Seorang pedagog asal Jerman F.W Foerster (1869-1966) yang menekankan dimensi etis-spiritual dalam proses pembentukan pribadi kemudian mengatakan bahwa pendidikan karakter merupakan langkah guna membentuk karakter yang selanjutnya termanifestasikan dalam kesatuan esensial subjek dengan perilaku dan sikap hidup setiap pribadi manusia. Pejabat publik sangat memerlukan pendidikan karakter sebagai bagian inheren dalam pembentukan jati diri yang berkarakter. Pasalnya, karakter selanjutnya menjadi sebuah identitas diri terhadap setiap perilaku dan kehidupan pribadi manusia. Pejabat yang kemudian sudah terbentuk karakternya akan mampu menjadi subyek-subyek yang tidak mudah menjadi pemarah dalam mengeluarkan ungkapan yang tidak pantas disampaikan di hadapan rakyatnya. Sebab ungkapan berbahasa yang disampaikan merupakan refleksi atas dirinya sebagai manusia seutuhnya. Pejabat yang berkarakter berpikir jernih, rasional, dan arif dalam menyampaikan realitas dan penderitaan rakyatnya.

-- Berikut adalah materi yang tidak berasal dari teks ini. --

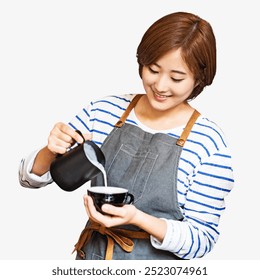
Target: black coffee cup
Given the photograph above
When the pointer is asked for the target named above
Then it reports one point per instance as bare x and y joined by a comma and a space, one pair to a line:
110, 195
74, 168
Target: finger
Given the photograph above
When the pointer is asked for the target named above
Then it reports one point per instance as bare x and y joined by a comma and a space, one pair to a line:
73, 134
113, 210
87, 136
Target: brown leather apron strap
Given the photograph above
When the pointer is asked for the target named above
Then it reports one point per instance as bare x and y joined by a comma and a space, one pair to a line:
181, 141
128, 110
121, 236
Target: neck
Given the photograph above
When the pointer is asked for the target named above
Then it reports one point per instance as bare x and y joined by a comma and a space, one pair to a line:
162, 119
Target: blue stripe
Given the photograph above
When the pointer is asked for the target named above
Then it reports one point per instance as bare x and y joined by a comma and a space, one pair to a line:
199, 243
205, 195
122, 98
86, 112
218, 165
223, 155
206, 205
74, 127
203, 212
192, 243
100, 121
131, 121
200, 144
211, 186
108, 102
208, 225
188, 162
210, 127
216, 176
106, 112
78, 118
182, 170
192, 152
99, 132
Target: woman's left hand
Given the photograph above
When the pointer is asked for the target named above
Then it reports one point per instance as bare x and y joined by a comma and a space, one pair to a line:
115, 215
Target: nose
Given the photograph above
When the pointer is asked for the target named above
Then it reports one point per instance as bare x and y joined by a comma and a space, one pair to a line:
161, 84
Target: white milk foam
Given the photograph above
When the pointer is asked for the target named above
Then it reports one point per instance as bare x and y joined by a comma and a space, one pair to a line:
92, 157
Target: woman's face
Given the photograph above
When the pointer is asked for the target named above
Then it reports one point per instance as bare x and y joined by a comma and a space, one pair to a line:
168, 82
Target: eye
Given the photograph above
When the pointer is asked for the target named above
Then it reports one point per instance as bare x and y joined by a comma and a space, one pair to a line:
152, 71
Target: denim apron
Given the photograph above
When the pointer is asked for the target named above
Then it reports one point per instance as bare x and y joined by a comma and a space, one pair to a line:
146, 164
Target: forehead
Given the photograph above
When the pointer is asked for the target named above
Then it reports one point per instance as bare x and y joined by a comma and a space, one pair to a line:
173, 61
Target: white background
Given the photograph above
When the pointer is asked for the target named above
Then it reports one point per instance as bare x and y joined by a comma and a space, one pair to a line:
57, 55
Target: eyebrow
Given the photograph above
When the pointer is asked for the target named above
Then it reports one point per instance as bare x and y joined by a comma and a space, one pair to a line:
173, 71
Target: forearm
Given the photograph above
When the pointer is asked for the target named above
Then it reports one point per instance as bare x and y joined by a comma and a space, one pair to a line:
42, 161
154, 226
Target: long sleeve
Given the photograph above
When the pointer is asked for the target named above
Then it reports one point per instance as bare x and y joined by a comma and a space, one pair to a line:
197, 234
28, 179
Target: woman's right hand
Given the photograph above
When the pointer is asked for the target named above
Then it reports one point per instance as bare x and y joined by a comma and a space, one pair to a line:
62, 137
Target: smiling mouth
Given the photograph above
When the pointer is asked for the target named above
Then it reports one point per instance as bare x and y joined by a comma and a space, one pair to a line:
161, 95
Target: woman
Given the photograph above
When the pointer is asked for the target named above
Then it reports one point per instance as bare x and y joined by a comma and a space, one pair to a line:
175, 161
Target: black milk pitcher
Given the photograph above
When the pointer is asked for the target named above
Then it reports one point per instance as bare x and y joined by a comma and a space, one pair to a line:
77, 166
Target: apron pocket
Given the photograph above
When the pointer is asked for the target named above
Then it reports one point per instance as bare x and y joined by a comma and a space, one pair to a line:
131, 169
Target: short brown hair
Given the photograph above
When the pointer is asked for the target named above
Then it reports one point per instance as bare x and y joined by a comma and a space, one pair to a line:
193, 35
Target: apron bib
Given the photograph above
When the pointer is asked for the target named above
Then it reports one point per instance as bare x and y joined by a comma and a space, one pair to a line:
146, 164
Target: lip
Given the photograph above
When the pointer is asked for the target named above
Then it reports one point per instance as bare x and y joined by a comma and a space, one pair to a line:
160, 97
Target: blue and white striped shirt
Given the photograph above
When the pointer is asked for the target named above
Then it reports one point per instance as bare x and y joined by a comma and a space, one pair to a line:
205, 174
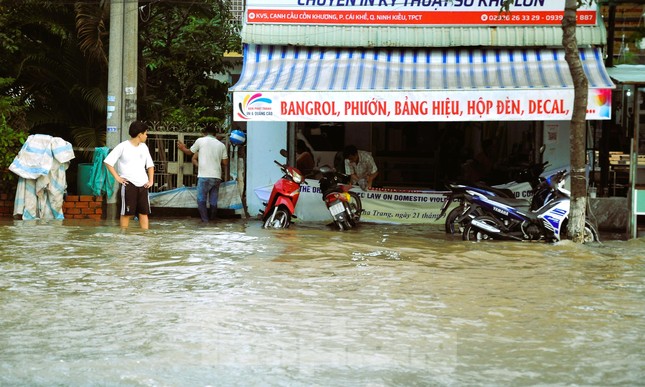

Substansi UU Sisdiknas No. 20 tahun 2003 selanjutnya menyatakan bahwa wujud karakter setiap  pribadi manusia bisa berupa kelemah-lembutan dalam bersikap dan tegas, memiliki moralitas sangat tinggi, dan berkepribadian adiluhung. Pejabat publik mampu menggunakan nuraninya dalam bersikap. Mereka terus menerus berpegang sangat kuat dan kokoh atas nuraninya sebagai bagian inheren dalam pembangunan kepentingan publik. Masih menurut Foerster, ada empat ciri dasar dalam pendidikan karakter yang selanjutnya perlu dipersonalisasikan dalam setiap pribadi manusia. Pertama adalah keteraturan interior yang senyawa dengan setiap tindakan dan hal tersebut kemudian dapat diukur dengan menggunakan hierarki nilai. Hirarki nilai itu sendiri kemudian disesuaikan dengan setiap kehidupan sosial budaya dimana setiap manusia itu melakukan interaksi di tengah lingkungannya, mengutip salah satu pendekatan dalam ilmu sisiolingustik. Kedua adalah koherensi yang berkelindan erat dengan sikap ketegasan diri atau memiliki jiwa kokoh dalam memegang prinsip. Ketika berhubungan dengan kebaikan dan keadaban publik, sudah tidak ada kompromi untuk menodainya, apalagi merusaknya. Koherensi, dengan demikian, merupakan bagian inheren dalam setiap pribadi manusia untuk tidak terjebak kepada penyalahgunaan tanggung jawab diri sebagai manusia baik itu pribadi maupun sosial.

Ketiga adalah otonomi. Sikap ini mengarah pada bagaimana setiap pribadi manusia melakukan internalisasi nilai-nilai aturan tertentu sebagai konvensi sosial sebagaimana yang digagas oleh Jean Jacques Rousseau (1712-1778) asal Swiss  dalam bukunya “Du Contract Social (1762)” menuju nilai-nilai pribadi dalam setiap kehidupannya. Semangat otonomi tersebut selanjutnya dapat tercermin dalam setiap sikap yang diputuskan dan dijalankan bukan lagi atas intervensi dari orang lain atau dari luar, melainkan berasal dari hati nurani paling dalam. Keempat adalah keteguhan dan kesetiaan. Keteguhan itu sendiri berbicara tentang daya tahan diri setiap manusia untuk selalu lurus dalam menjalani kehidupannya, sedangkan kesetiaan berkelindan erat dengan loyalitas diri dan penghargaan diri yang sangat luar biasa tinggi atas sebuah pilihan yang telah diambil.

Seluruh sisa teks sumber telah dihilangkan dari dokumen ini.